Laura has been on a training placement with us this year and I want to share what she has written about working with Street Talk because her words are better than mine.
“I entered counselling training from my past work experience of working in homelessness services where clients were often refused mental health support. The highlight for me has been that, through the relationship I have developed with the women, women who have experienced so much cruelty and disrespect, I have reflected back to them that they are worthy of the best of what human connection has to offer; compassion, being seen as they are without judgement, tenderness and honesty. Thank you for entrusting the opportunity and great pleasure to me of connecting with the glorious women that Street Talk reach with an open heart, women who have been told by their experiences that there is no love in this world for them.”

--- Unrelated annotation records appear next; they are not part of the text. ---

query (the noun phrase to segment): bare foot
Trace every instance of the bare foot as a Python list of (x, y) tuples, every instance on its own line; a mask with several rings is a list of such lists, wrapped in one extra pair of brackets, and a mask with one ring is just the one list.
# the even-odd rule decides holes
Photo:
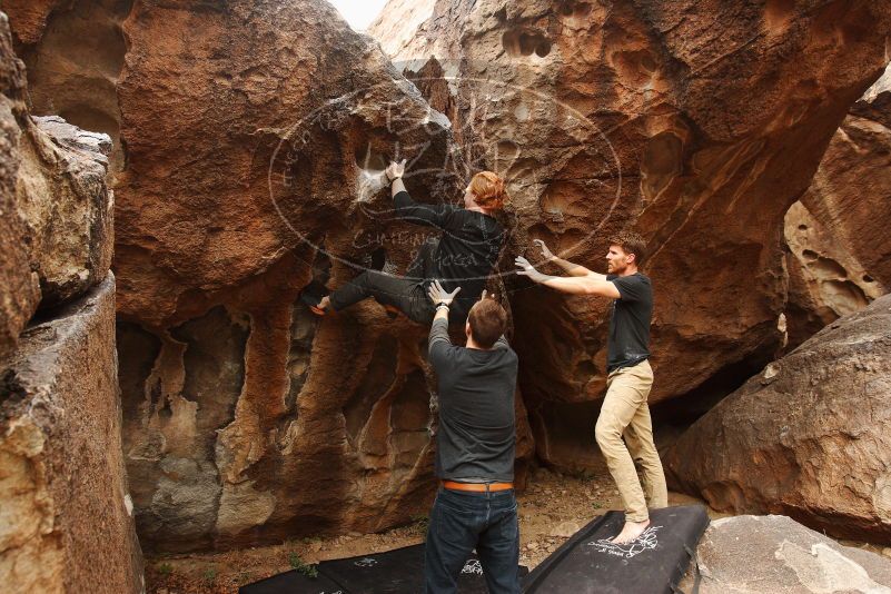
[(643, 522), (625, 522), (622, 532), (611, 542), (613, 544), (628, 544), (643, 534), (649, 525), (650, 519), (644, 519)]

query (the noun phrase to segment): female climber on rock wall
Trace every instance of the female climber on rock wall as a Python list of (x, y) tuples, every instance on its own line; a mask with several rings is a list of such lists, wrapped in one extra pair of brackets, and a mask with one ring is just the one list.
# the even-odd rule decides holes
[(464, 190), (464, 206), (459, 207), (412, 200), (402, 179), (405, 159), (390, 162), (385, 172), (392, 185), (396, 216), (440, 229), (438, 241), (422, 247), (405, 277), (365, 270), (329, 296), (304, 290), (300, 299), (314, 314), (324, 316), (328, 310), (339, 311), (374, 297), (388, 309), (398, 309), (412, 320), (428, 325), (436, 304), (427, 298), (427, 287), (438, 279), (446, 291), (461, 288), (449, 310), (449, 324), (463, 325), (505, 242), (505, 230), (493, 216), (508, 199), (504, 180), (492, 171), (476, 174)]

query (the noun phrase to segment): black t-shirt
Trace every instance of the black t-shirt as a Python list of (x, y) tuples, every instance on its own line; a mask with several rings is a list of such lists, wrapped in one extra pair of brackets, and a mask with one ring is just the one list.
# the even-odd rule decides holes
[(394, 196), (399, 218), (443, 230), (433, 256), (443, 288), (461, 286), (455, 304), (464, 316), (486, 288), (486, 277), (498, 261), (504, 244), (504, 228), (494, 217), (453, 205), (415, 202), (407, 191)]
[(440, 318), (430, 326), (428, 356), (439, 380), (436, 476), (513, 482), (516, 353), (503, 336), (492, 350), (454, 346)]
[(618, 289), (610, 316), (606, 370), (631, 367), (650, 358), (650, 320), (653, 317), (653, 287), (641, 273), (606, 275)]

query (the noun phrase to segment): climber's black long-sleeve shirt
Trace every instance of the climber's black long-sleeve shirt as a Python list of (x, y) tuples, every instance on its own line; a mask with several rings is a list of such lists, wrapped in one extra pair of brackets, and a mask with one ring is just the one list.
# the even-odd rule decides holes
[(447, 291), (461, 286), (455, 305), (466, 316), (498, 261), (503, 227), (495, 218), (474, 210), (415, 202), (407, 191), (396, 194), (394, 202), (400, 219), (442, 229), (430, 277), (439, 279)]

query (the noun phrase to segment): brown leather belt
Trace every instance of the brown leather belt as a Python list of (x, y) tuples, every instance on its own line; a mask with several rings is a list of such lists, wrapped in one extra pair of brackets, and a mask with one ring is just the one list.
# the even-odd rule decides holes
[(514, 488), (513, 483), (455, 483), (454, 481), (443, 481), (443, 487), (452, 491), (473, 491), (485, 493), (493, 491), (507, 491)]

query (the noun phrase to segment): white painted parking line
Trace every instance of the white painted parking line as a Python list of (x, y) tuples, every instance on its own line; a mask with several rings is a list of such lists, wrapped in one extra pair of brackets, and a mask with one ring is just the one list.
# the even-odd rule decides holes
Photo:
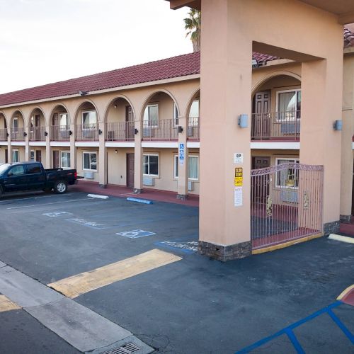
[(79, 202), (80, 200), (92, 200), (93, 198), (82, 198), (82, 199), (72, 199), (71, 200), (65, 200), (64, 202), (47, 202), (45, 204), (33, 204), (32, 205), (23, 205), (21, 207), (7, 207), (6, 209), (21, 209), (23, 207), (42, 207), (43, 205), (53, 205), (55, 204), (62, 204), (64, 202)]

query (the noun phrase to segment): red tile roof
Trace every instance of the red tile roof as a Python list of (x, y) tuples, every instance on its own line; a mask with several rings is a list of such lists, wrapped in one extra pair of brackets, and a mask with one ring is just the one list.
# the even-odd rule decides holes
[[(345, 47), (354, 45), (354, 33), (348, 28), (344, 28), (343, 35)], [(257, 59), (261, 65), (279, 59), (277, 57), (255, 52), (253, 52), (252, 57)], [(197, 52), (0, 94), (0, 107), (22, 102), (78, 94), (80, 91), (91, 92), (200, 73), (200, 53)]]

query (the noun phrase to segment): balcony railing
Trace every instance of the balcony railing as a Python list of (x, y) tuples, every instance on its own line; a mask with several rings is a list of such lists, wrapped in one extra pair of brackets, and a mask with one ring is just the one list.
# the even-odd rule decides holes
[(173, 141), (178, 139), (178, 127), (173, 119), (144, 120), (142, 122), (142, 139)]
[(0, 129), (0, 141), (7, 141), (7, 129)]
[(300, 111), (252, 114), (251, 139), (299, 141)]
[(188, 118), (188, 126), (187, 128), (187, 139), (188, 140), (199, 141), (200, 126), (199, 125), (199, 117), (190, 117)]
[(32, 127), (30, 128), (30, 141), (43, 142), (45, 140), (45, 127)]
[(23, 133), (25, 132), (24, 128), (11, 128), (11, 140), (13, 142), (24, 142), (25, 141), (25, 135)]
[(98, 140), (98, 126), (97, 124), (76, 125), (76, 140)]
[(134, 141), (134, 122), (107, 123), (105, 140), (109, 142)]
[(62, 142), (70, 140), (69, 125), (52, 125), (52, 134), (50, 139), (55, 142)]

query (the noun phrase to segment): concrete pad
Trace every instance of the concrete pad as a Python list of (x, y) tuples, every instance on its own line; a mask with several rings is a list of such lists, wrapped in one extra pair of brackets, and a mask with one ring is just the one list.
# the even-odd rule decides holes
[(129, 331), (67, 298), (25, 310), (82, 352), (109, 346), (132, 335)]
[(21, 307), (42, 305), (64, 297), (8, 266), (0, 268), (0, 292)]

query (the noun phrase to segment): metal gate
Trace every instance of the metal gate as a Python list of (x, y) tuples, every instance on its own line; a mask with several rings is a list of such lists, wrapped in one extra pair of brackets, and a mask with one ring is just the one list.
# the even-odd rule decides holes
[(323, 232), (324, 166), (282, 164), (251, 171), (252, 248)]

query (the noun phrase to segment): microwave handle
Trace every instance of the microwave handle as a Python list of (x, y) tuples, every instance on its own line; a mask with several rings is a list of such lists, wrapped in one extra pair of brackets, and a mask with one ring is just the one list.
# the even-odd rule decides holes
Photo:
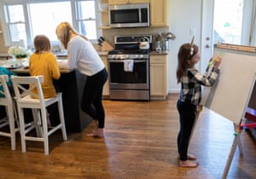
[[(114, 63), (119, 63), (119, 62), (125, 62), (125, 60), (108, 60), (109, 62), (114, 62)], [(146, 62), (146, 60), (134, 60), (135, 63), (137, 62)]]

Street Talk will have been a registered charity for twenty years next year. Over that time I have watched many charities in the sector go under and I have wondered that Street Talk kept going against all the odds, such a little charity on a wing and prayer. It is thanks to the love for Street Talk from our friends. You will all be invited to celebrate with us next year to meet our women and the therapists who do this work. When I started Street Talk I worked by myself, going into hostels and day centres all over London, thinking the work was too hard, or at least working with me would be too hard, to ask anyone else to join me. Well people have joined me, whether I asked or not. It is a little miracle that such tender-hearted, patient, humorous, forgiving people have found their way to work with Street Talk. I was giving a talk about the work some years ago and a young doctor in the audience told me afterwards that he thought I had found my humanity in this work. He was right. That is what we are all doing, finding our humanity together, just walking each other home.
Thank you for all that you do, the big things, the little things, which keep this work going with women who are invisible to many. Together, we see them. We hold them in the light this Christmas, wherever they are, prison, immigration detention centre, hostel, crossing the sea in a tiny boat or sleeping out on our streets.
The Street Talk team, Alison, Amanda, Catriona, Karl, Laura, Nikki, Oliver, Rose, Sandy and Shirley, join me in wishing you all a happy Christmas and a peaceful New Year.